Bright’s car hit sand and flipped while he was driving Tuesday in the northwestern Namibian state of Khorixas. He suffered lacerations to the head, right arm and left hand in the accident.
A “Good Samaritan” found Bright at the scene of the accident and took him to the Khorixas hospital, where he contacted Let’s Go editors in Cambridge, said Let’s Go Publishing Director Sarah P. Rotman ’02.
The Let’s Go series of budget travel guides are a publication of the Harvard Student Agencies and are produced entirely by Harvard undergraduates.
Since Bright is an Irish citizen, Let’s Go worked with both the U.S. and Irish embassies in Namibia to arrange for him to be airlifted to a more advanced hospital in the Namibian capital of Windhoek.
“He’s received the treatment he needs and he’s doing very well,” Rotman said.

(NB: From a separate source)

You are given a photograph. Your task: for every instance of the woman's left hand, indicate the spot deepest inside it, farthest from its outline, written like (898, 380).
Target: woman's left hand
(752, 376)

Once in the capital, Bright connected with a delegation of Harvard students and a professor working with Worldteach, a Harvard-founded nonprofit that provides educational volunteers in Third World areas.
One of Bright’s friends, Kitso Lemo ’02, was in the Worldteach delegation and spent several hours with Bright in the hospital on Wednesday.
Bright’s prognosis is very good, and he’s expected to make a full recovery. He was up and about walking on Wednesday.
Rotman said Bright would likely be released from the hospital this weekend, and would return to Cambridge to work in the Let’s Go offices for the remainder of the summer. Let’s Go would not allow him to continue his route in Namibia.
“He really wants to [stay in Namibia] but we won’t let him,” Rotman said.
No decisions have been made yet about how the Southern African guide will be completed.
Bright is a resident of Lowell House and a former vice-chair of the House Committee.